Master-checker

From HandWiki
Short description: Fault tolerance method for multiprocessor systems

A master-checker is a hardware-supported fault tolerance method for multiprocessor systems, in which two processors, referred to as the master and checker, calculate the same functions in parallel in order to increase the probability that the result is exact. The checker-CPU is synchronised at clock level with the master-CPU and processes the same programs as the master. Whenever the master-CPU generates an output, the checker-CPU compares this output to its own calculation and in the event of a difference raises a warning.
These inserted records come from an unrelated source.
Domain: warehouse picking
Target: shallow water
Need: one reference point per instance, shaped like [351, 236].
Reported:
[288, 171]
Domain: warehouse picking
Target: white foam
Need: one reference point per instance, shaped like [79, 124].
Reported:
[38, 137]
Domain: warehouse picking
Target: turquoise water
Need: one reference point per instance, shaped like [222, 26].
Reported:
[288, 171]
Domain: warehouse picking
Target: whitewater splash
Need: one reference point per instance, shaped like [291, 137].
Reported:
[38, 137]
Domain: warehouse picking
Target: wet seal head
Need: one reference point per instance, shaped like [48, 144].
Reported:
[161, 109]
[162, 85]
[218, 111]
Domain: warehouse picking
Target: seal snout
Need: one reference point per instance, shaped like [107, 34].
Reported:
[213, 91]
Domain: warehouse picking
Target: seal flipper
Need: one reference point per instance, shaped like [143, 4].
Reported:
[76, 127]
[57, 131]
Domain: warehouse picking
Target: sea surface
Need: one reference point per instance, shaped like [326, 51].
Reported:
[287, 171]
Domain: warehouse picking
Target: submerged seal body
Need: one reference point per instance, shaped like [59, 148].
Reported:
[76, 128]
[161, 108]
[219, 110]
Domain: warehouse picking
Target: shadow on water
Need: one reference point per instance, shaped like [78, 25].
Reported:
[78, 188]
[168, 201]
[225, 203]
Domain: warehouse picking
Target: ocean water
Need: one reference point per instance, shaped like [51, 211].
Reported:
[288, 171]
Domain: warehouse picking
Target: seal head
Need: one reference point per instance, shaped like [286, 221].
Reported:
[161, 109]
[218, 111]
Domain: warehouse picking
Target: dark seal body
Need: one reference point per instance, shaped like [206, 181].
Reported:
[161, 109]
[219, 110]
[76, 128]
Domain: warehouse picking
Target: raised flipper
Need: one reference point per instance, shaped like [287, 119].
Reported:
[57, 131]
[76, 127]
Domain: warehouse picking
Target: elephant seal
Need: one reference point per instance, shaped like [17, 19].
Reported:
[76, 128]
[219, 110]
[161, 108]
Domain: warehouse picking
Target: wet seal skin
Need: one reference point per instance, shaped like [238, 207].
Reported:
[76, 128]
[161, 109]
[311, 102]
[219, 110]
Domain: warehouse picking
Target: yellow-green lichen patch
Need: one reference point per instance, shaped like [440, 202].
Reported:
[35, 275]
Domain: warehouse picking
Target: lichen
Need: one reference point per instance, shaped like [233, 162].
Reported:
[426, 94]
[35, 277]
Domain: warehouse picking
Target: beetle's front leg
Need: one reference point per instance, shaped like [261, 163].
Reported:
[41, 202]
The master-checker system generally gives more accurate answers by ensuring that the answer is correct before passing it on to the application requesting the algorithm being completed. It also allows for error handling if the results are inconsistent. A recurrence of discrepancies between the two processors could indicate a flaw in the software, hardware problems, or timing issues between the clock, CPUs, and/or system memory. However, such redundant processing wastes time and energy. If the master-CPU is correct 95% or more of the time, the power and time used by the checker-CPU to verify answers is wasted. Depending on the merit of a correct answer, a checker-CPU may or may not be warranted. In order to alleviate some of the cost in these situations, the checker-CPU may be used to calculate something else in the same algorithm, increasing the speed and processing output of the CPU system.